GithubHelp home page GithubHelp logo

clvrai / mopa-rl Goto Github PK

View Code? Open in Web Editor NEW
68.0 8.0 11.0 257.26 MB

Motion Planner Augmented Reinforcement Learning for Robot Manipulation in Obstructed Environments (CoRL 2020)
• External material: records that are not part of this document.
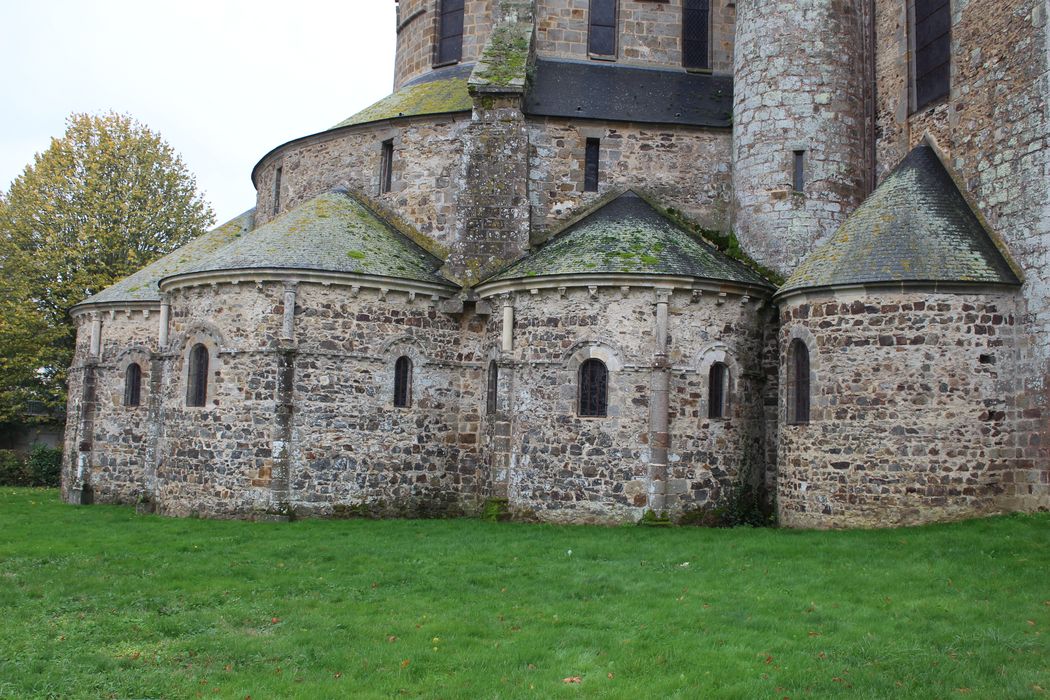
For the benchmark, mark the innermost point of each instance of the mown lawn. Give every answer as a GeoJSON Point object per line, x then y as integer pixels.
{"type": "Point", "coordinates": [100, 602]}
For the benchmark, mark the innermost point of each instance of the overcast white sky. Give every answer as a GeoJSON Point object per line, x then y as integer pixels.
{"type": "Point", "coordinates": [223, 81]}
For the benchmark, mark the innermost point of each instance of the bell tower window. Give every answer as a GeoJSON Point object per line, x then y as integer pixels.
{"type": "Point", "coordinates": [696, 34]}
{"type": "Point", "coordinates": [602, 38]}
{"type": "Point", "coordinates": [931, 41]}
{"type": "Point", "coordinates": [449, 32]}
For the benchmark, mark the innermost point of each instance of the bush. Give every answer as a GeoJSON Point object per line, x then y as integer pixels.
{"type": "Point", "coordinates": [13, 469]}
{"type": "Point", "coordinates": [43, 467]}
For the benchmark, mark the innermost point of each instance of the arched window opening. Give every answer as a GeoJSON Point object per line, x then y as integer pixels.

Home Page: https://clvrai.com/mopa-rl

License: MIT License

Python 68.68% C++ 20.36% Shell 8.23% Dockerfile 2.04% Cython 0.69%
robotics robot-manipulation reinforcement-learning robot-learning motion-planners

mopa-rl's Introduction

Motion Planner Augmented Reinforcement Learning for Robot Manipulation in Obstructed Environments

[Project website] [Paper]

This project is a PyTorch implementation of Motion Planner Augmented Reinforcement Learning for Robot Manipulation in Obstructed Environments, published in CoRL 2020.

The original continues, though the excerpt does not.